Neyse ki şu an seni düşünmüyorum.

Uyumadan önce hayalinle uyumuyorum veyahut sabah uyandığımda ilk aklıma gelen sen değilsin.

Sonra gözlerini de düşünmüyorum. Sonra dudaklarını ve sonra gülüşünü, dil çıkarmanı, alaycı bakışını...

Işıkları yanan evlerin, sevişen insanların, geçip giden hayatın, sevgiliye adanmış her bir sözcüğün, merakla beklenen o anın onuruna... Sanki seni düşünmek bir labirent, bir çıkmaz sokak, uçan balon. Seni düşünmek, hiç gelmeyecek birini hiç gelmeyeceğini bile bile beklemek. Seni düşünmek elmasa şekil verir gibi ve sonra yanık bal kokusunda arıların bahar şenliği. Seni düşünmek ağır işçilik.

Bebek bu senin içindi anlamışsındır.


Seni değil, sana ilişkin kafamda yarattığım ideayı seviyorum; o ideanın kendimde, kendimle var oluş biçimini. Platon diyor ki: "Ben seni seviyorum, bundan sana ne."

Şimdi burada anın içinde düşünerek bulunmuş bir gerçek gibi olası bir geçmişin bütün biçimlerini bir ceset gibi arkada bırakarak sonsuz sayıda bölünmüş anın içinde eğer yaşanan anda başka bir anı yaşadığını kurgulamıyorsan, yani bu diğer türlü sıkılmak olurdu aslında. Evet ya da şöyle de diyebiliriz: öncesiz ve sonrasız şimdi de yani evet bütün anların tek bir anın içinde toplandığı muhayyel bir ebedi şimdi de ve evet itiraf etmek gerekirse ki bu aynı şey yine de bütün hayatı tek bir an için yaşamanın iç gerilimiyle her sesi her tınıyı her yerde ve her şeyde onun için onunla vecd ile hâle düşerek, hâllenerek, kendi hastalığına hastalanarak, deliliğine delirerek: ama gönül gözüyle açılmış bir akılsallıkla kendinde kendini gerçekleştirmiş şey olarak hiçleyen... Evet, evet yani evet bütün seslerin ve bütün simgeselin künhüne kavuştuğu meselâ zifiri sessizlikte bir'in içinde soluk alarak yani evet hiç...

defianda me dios de mi

Özellikle hiç noktalama işareti kullanmadım çünkü yapboz gibi sen birleştir istedim; her okuduğunda kendi algına göre.

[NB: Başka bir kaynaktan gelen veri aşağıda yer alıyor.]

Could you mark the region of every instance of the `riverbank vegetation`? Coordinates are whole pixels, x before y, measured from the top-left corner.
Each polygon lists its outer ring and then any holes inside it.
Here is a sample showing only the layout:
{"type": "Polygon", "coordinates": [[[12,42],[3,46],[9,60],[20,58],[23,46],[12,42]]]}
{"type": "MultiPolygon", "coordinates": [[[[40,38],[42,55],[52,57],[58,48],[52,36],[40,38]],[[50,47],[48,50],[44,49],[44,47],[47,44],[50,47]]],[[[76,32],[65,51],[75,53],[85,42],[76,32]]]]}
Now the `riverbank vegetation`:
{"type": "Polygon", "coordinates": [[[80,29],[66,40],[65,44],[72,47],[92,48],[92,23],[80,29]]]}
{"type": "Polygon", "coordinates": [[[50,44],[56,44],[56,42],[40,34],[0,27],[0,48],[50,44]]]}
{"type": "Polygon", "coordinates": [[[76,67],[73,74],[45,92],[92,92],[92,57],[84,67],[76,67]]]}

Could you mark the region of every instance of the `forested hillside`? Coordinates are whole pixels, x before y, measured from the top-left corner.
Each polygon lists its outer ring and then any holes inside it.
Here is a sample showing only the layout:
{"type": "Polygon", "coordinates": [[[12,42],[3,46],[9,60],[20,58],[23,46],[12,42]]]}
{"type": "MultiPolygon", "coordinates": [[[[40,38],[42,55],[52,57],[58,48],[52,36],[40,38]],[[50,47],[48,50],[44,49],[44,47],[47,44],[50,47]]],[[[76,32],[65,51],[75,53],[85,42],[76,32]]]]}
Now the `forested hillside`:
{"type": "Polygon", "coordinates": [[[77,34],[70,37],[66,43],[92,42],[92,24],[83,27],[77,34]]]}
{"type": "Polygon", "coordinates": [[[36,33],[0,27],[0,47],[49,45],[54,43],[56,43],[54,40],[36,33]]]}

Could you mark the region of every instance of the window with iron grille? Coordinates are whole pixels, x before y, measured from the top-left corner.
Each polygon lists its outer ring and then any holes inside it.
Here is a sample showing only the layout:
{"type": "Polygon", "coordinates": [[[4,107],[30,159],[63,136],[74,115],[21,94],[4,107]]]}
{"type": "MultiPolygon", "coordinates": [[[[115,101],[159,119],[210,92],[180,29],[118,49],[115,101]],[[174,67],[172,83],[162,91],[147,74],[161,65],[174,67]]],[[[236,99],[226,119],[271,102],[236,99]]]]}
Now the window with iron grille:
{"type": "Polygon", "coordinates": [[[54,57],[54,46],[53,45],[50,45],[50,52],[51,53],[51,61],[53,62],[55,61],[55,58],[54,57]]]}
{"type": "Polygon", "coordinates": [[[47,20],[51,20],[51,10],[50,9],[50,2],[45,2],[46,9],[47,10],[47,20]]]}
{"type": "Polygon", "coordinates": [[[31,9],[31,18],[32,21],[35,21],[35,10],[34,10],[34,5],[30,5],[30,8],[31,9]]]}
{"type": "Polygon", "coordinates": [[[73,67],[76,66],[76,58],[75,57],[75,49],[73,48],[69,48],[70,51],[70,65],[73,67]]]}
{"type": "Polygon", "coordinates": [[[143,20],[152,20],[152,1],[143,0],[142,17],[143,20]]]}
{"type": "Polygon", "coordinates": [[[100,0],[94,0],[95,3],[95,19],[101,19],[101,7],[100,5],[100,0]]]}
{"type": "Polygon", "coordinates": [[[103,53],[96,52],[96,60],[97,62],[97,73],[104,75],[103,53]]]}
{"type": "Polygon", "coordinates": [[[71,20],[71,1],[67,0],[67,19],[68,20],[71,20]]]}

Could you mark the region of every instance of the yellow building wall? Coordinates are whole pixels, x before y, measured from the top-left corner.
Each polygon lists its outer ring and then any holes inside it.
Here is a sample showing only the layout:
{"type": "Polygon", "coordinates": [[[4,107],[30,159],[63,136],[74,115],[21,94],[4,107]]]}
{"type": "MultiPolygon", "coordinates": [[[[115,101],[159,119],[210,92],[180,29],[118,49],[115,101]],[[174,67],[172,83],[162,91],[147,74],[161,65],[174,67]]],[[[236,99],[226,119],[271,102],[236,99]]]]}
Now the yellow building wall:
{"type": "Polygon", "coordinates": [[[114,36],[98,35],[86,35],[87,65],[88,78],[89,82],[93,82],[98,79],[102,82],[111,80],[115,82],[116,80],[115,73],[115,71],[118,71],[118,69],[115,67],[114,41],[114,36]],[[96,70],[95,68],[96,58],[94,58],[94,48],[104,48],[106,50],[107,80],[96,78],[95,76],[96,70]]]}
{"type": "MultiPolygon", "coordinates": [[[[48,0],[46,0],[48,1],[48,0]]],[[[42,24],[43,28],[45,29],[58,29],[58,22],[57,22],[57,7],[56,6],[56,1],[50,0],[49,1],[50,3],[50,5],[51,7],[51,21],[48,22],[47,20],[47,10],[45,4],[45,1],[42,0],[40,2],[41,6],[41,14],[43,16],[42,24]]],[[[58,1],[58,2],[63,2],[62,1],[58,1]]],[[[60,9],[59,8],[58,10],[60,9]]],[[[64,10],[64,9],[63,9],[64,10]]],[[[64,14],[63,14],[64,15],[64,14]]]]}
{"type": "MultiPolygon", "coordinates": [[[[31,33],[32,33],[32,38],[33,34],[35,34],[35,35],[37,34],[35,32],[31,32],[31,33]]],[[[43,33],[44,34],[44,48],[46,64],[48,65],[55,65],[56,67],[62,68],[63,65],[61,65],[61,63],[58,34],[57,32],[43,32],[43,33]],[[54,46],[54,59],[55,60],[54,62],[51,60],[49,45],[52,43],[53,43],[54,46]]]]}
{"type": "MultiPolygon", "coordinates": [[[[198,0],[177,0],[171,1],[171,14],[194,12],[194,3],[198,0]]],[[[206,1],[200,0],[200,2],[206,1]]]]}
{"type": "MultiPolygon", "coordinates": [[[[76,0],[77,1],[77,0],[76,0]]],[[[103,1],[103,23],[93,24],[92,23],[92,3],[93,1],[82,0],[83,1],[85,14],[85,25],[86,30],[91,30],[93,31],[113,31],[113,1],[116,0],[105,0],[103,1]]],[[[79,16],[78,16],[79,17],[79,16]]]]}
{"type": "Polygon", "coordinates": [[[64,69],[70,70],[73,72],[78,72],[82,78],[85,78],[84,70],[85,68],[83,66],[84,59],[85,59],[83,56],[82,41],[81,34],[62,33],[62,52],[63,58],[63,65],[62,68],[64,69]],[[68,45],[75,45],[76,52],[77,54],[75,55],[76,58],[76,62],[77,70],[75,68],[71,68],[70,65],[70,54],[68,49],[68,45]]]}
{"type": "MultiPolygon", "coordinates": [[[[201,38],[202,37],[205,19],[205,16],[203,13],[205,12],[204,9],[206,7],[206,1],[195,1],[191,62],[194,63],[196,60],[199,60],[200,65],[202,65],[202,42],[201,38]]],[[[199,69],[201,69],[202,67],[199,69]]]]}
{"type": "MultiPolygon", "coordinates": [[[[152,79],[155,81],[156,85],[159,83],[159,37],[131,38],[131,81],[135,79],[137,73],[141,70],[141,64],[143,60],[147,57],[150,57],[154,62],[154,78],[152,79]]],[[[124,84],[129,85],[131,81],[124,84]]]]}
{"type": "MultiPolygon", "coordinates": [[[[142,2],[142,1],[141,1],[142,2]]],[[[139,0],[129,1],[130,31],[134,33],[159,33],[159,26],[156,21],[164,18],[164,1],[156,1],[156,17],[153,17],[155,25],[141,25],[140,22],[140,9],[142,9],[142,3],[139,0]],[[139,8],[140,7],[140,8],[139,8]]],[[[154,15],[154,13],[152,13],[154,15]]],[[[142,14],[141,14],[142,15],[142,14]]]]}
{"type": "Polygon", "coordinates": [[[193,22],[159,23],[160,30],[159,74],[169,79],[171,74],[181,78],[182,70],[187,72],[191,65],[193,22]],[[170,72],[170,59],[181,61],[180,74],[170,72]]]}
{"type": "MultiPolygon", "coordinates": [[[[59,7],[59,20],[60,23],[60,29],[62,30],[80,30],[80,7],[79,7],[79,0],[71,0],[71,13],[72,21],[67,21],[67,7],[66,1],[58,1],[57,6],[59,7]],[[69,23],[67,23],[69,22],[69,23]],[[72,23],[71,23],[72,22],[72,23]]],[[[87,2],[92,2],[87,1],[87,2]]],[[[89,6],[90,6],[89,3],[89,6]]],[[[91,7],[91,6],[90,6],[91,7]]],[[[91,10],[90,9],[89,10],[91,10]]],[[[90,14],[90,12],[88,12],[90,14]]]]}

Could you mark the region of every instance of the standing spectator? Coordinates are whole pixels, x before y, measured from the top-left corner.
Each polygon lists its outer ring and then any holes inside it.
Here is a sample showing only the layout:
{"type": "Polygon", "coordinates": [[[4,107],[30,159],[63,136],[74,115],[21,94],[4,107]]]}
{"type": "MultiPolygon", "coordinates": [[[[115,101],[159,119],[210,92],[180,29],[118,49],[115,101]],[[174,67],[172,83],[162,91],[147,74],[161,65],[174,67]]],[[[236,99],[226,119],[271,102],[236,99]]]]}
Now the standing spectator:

Bir yazı üstadı olarak, yarattığım etki açısından amaçladığım tam olarak işte buydu. Seni provoke etmek...

Gel bana bebek, ben de seni seviyorum. Birbirimizi bulduk, daha ne isterim ben senden başka. 

Senden başka,

Senden başka...

Söz veriyorum, senin için hep güzel şeyler yazacağım.

Deryada bir damla senin için

Bir de anlasan

Ah kadın!

Onlar, yani yeryüzünün en anlamlı cümleleri, senindir. Tek dileğim içselleştirmen ve özümsemendir. Çünkü, sen olamayan her sözcük...

Yani buna yalan demeyeceğim çünkü negatifle tanımlamak istemem. Yok sözcük, olmayana ergi; yani seni anlatmayan, sen de olmayan her sözcük... yani bilirsin... evet...

Gözlerinle yolcu etmiştin beni. Önüm arkam sobe yalanı söylüyor, yazma diyordun bana. Uzun uzun susarak, uzun uzun susma yalanı söyler gibi. Oysa ben, Ha! Bir de, uzun bir yol akşamına benzeyen gözlerin geliyor aklıma ve sonra evlerin duvarlarına tutunarak yürüyen kendi sesim. Biliyorum, biliyorsun, bunu onlar da biliyor. Bundan eminim. Kaldır başını tanıklık et, eski bir yara gibi yeniden kanatılmışlığa. Kaldır başını tanıklık et... Gerçekte içinde var olmadığın, hiç yaşanmamış salt bir tasavvur olarak kendi hayatın gözünün önünde akıp giderken, olası bir kendine tanıklık et. 

İşte sınır tam da burası. Deliliği deneyimlemeyen akıldan söz edemez nokta.